The government is trying to move hundreds of telephony and internet service providers to full compliance by April 2017 so that all law enforcement agencies can instantaneously access an individual’s metadata without a search warrant through an access platform called SEDnode. SEDnode – secure electronic disclosure – has operated in Australia since 2006.
Now the Attorney-General’s department is seeking submissions by January 27 for a government review to extend access of retained metadata to lawyers acting for clients in civil litigation.
While public reaction to mandatory metadata retention for counter-terrorism was generally one of acceptance, the communications industry is now expecting a backlash over any further access to phone and email metadata in civil proceedings.
An indiscriminate breach of privacy?
“Opening up the data retention scheme to civil matters flies in the face of the government’s claim that it was urgently needed in the fight against terrorism and its assurances that its use would be tightly controlled,” Laurie Patton, CEO of web user advocate Internet Australia, told The New Daily.

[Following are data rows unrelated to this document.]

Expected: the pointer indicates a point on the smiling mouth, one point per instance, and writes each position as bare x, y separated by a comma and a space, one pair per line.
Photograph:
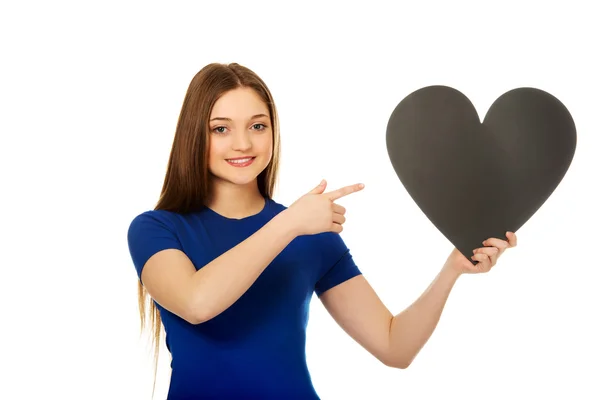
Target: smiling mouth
240, 162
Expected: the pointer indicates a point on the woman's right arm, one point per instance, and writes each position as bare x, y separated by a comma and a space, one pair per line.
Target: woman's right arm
198, 296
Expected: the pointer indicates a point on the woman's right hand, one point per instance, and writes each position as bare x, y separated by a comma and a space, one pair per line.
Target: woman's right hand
316, 212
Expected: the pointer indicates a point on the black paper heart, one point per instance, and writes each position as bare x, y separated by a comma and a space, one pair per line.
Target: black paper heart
478, 180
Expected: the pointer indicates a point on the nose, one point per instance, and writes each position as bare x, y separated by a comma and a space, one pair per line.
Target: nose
241, 141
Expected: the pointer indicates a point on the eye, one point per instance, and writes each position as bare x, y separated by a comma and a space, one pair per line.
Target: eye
259, 127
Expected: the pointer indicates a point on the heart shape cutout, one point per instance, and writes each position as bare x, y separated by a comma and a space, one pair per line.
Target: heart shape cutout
475, 180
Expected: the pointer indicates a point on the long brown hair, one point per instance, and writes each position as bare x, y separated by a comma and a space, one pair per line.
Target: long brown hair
186, 184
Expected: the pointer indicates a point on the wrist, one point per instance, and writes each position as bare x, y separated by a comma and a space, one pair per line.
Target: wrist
452, 270
286, 225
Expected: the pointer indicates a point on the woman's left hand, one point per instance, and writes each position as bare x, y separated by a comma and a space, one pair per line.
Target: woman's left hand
486, 256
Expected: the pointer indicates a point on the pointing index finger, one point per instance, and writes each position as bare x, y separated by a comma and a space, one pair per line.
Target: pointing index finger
339, 193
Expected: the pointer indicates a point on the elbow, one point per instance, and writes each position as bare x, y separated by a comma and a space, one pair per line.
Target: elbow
198, 312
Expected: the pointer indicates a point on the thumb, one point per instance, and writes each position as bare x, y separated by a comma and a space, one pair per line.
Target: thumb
319, 189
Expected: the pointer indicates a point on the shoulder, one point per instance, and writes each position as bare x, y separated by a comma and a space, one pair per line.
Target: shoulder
151, 219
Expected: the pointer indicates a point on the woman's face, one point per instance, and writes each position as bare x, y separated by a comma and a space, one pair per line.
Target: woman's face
241, 137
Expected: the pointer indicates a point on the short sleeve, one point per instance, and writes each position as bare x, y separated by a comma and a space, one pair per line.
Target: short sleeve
340, 265
148, 234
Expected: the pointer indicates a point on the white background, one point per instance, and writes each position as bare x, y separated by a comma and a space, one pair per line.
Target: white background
90, 94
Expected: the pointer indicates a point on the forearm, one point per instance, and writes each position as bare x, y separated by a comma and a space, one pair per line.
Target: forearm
223, 281
412, 328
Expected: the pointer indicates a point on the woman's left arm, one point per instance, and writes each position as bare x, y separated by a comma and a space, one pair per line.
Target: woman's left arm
396, 340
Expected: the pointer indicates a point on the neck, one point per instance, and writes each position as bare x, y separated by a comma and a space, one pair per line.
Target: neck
235, 201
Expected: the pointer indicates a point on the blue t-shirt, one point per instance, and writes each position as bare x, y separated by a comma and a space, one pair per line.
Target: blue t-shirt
256, 348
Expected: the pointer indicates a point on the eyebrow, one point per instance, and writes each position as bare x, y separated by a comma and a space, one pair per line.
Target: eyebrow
229, 119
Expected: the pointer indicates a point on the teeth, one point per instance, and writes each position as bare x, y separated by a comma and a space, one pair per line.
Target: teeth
240, 161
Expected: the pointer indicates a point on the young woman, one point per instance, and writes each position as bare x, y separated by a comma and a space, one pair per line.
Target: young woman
231, 272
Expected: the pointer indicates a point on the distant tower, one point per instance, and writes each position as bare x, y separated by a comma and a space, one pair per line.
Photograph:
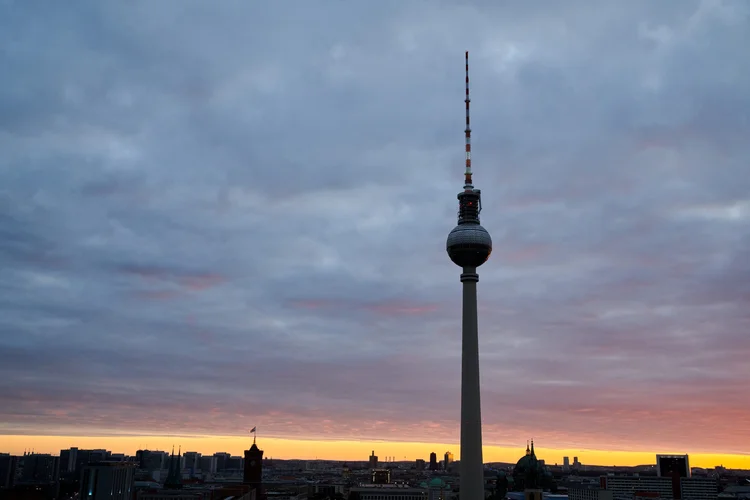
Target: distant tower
174, 473
253, 472
469, 246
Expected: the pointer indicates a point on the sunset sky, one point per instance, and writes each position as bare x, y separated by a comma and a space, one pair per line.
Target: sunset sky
220, 215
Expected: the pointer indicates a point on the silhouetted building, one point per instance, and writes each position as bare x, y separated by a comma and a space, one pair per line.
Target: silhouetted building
222, 461
381, 476
108, 481
38, 468
68, 460
191, 461
447, 459
253, 472
174, 473
673, 467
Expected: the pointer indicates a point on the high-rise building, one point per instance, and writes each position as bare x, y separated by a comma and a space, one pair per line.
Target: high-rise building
40, 468
222, 461
670, 465
469, 246
68, 460
381, 476
191, 461
447, 459
673, 467
253, 472
8, 467
108, 481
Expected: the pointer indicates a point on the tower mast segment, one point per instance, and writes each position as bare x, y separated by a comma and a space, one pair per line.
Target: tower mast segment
467, 182
469, 246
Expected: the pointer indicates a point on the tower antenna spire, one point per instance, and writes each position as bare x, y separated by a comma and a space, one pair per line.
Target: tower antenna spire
468, 184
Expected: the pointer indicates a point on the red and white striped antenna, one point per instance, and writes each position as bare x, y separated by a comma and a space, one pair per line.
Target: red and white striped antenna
467, 183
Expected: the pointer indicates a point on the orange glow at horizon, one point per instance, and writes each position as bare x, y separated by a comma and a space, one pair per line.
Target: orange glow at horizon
346, 450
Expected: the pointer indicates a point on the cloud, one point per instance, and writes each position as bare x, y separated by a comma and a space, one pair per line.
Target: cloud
215, 214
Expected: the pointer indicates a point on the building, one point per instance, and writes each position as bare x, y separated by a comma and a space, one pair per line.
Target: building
671, 465
222, 461
626, 487
253, 472
433, 461
108, 481
40, 468
589, 494
698, 488
191, 461
469, 246
208, 464
388, 492
447, 459
174, 472
381, 476
8, 468
68, 460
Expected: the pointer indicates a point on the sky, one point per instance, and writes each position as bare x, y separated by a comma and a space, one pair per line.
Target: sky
215, 216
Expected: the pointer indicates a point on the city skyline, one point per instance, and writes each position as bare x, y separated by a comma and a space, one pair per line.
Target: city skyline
310, 449
218, 217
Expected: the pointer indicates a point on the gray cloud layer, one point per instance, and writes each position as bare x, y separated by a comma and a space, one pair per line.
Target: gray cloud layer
215, 215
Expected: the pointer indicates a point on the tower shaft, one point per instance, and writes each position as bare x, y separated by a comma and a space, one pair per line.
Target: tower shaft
469, 246
472, 465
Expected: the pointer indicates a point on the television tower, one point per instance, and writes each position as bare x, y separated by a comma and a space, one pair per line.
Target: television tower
469, 246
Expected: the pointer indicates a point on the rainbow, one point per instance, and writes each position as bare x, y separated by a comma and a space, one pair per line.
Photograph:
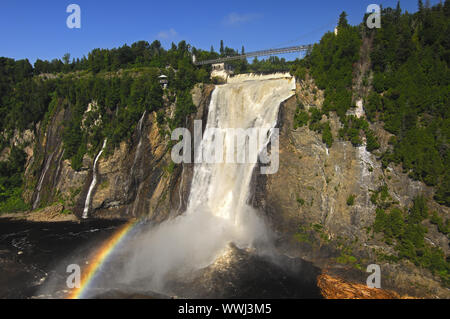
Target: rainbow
100, 258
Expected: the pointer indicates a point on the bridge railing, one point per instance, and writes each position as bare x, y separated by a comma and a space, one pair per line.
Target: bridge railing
257, 53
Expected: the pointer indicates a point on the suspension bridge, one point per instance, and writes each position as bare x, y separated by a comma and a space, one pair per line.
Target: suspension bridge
269, 52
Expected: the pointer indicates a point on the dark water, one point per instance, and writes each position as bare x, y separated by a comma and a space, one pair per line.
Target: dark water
34, 257
33, 253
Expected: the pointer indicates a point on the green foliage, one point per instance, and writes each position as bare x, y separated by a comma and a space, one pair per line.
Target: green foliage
438, 221
300, 201
411, 79
406, 233
301, 118
331, 64
327, 136
351, 200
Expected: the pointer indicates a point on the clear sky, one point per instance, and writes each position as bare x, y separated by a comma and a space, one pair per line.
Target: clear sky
37, 29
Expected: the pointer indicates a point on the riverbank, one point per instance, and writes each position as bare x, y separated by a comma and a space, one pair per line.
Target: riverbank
49, 214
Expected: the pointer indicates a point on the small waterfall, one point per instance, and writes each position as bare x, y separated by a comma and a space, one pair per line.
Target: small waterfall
137, 155
93, 183
41, 180
138, 148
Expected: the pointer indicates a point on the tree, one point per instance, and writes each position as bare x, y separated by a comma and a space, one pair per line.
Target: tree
420, 5
66, 58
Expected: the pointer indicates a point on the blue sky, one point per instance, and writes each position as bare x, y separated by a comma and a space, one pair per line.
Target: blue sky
37, 29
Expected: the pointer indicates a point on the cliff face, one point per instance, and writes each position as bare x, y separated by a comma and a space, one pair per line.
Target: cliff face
134, 180
306, 202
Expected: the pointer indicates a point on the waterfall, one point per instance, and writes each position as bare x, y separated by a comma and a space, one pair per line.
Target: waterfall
41, 180
139, 147
249, 101
217, 211
93, 182
133, 167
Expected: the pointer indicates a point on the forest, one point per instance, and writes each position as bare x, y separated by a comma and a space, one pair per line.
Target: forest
409, 82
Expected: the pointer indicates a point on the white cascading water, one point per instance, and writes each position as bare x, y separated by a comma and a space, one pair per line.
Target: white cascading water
217, 210
93, 182
133, 167
41, 180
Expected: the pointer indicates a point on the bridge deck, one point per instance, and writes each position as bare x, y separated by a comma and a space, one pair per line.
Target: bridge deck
257, 53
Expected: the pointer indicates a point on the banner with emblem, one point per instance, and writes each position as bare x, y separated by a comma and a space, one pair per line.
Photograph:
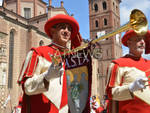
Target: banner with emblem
79, 79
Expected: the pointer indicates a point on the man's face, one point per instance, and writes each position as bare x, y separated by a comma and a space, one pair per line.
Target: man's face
136, 45
61, 33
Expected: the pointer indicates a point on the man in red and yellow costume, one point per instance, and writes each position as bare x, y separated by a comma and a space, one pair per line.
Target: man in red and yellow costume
128, 82
44, 82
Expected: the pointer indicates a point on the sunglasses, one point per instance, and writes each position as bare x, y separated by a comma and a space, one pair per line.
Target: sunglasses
63, 26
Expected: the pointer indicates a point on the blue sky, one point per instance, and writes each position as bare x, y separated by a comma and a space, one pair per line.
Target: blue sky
81, 12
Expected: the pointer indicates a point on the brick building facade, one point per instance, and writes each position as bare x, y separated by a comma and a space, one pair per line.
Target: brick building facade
104, 16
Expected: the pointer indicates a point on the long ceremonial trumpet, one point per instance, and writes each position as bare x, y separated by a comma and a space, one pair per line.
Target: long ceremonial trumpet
138, 23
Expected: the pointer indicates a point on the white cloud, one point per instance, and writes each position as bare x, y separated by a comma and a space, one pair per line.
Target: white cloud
127, 6
0, 2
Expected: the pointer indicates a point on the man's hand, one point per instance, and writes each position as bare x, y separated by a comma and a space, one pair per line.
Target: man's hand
138, 84
53, 71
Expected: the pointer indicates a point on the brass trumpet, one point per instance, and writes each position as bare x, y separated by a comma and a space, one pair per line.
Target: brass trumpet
138, 23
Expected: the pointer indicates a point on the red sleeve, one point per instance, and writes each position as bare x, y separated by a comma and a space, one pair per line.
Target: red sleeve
112, 78
28, 68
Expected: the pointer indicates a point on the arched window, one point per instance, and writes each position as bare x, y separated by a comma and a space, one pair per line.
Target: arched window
104, 5
11, 56
105, 21
96, 23
95, 7
41, 43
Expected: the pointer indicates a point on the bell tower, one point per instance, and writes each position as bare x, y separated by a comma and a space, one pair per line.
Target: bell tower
104, 16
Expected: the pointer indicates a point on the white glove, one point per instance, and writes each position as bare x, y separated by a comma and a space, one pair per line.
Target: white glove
138, 84
53, 71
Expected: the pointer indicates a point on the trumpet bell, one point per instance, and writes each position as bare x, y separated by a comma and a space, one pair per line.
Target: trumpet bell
138, 22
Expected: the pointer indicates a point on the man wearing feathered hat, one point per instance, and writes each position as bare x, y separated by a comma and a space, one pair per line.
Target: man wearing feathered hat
128, 76
44, 82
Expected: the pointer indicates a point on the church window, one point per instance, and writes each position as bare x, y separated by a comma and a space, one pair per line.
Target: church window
27, 13
105, 21
95, 7
11, 56
104, 5
96, 23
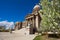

From April 13, 2017, it will be legally impossible to access data retained by telcos in connection with civil proceedings.
The government is concerned this blanket rule may “impact the effective operation of the civil justice system”, and so is seeking submissions on whether it should be weakened.
Depending on whether any amendments materialise, metadata could be accessed by, for example, parties to contested divorce cases or commercial disputes.
The first test cases could involve foreign rights holders seeking to identify Australian internet pirates. Access to metadata would provide probative evidence for the plaintiff.
“It’s already becoming evident that the site-blocking law brought in last year at the insistence of the foreign rights holders won’t work. So the next step in this exercise could be to try to use metadata searches to launch claims against individual consumers,” Mr Patton said.
Currently Australia does not have a statutory right to privacy or a Bill of Rights which would enshrine such a right in Commonwealth law.
In December, the European Court of Justice, the highest court in the European Union, ruled that the UK’s new Investigatory Powers Act was illegal. The act, similar to Australia’s mandatory data retention law, empowers its security intelligence agency GCHQ access to bulk interception of all call records and online communications.
“General and indiscriminate retention” was illegal, the court ruled, while acknowledging that targeted interception to combat crime and terrorism was justified.
Data retention law already ‘unworkable’
Meanwhile, Australia’s phone and internet service providers are struggling to comply with the new data retention regime, with talk that increasing compliance costs inevitably will be passed on to consumers.
The New Daily has learned that a number of providers have been telling the Turnbull government the Act’s definitions are imprecise, requiring them to capture and retain all ‘internet of things’ connections, including parking meters and smart meters.
The providers also believe the Act’s provisions on internet browsing do not make sense.
While ISPs do not have to retain their clients’ browsing history, this exception did not cover any internet address from which a communication may have been received. This would identify the user’s choice of online content.
The providers say Section 187A(4)(b) of the Act covering internet browsing should be rewritten.
The Act’s requirement that all metadata must be ‘encrypted’ confused ‘encryption’ with security, providers said. Encryption does not make data secure when the key to unlock the encryption could be readily obtained. The requirement for encryption should be deleted, they said.
With many authorised agencies not using SEDnode, the industry was being forced to expensive and time-consuming manual handling of ‘Evidentiary Certificate’ demands from law enforcement agencies.
Mr Patton said Australia’s data retention law was “fundamentally flawed” and consumers were joining the communications industry in seeking an urgent review.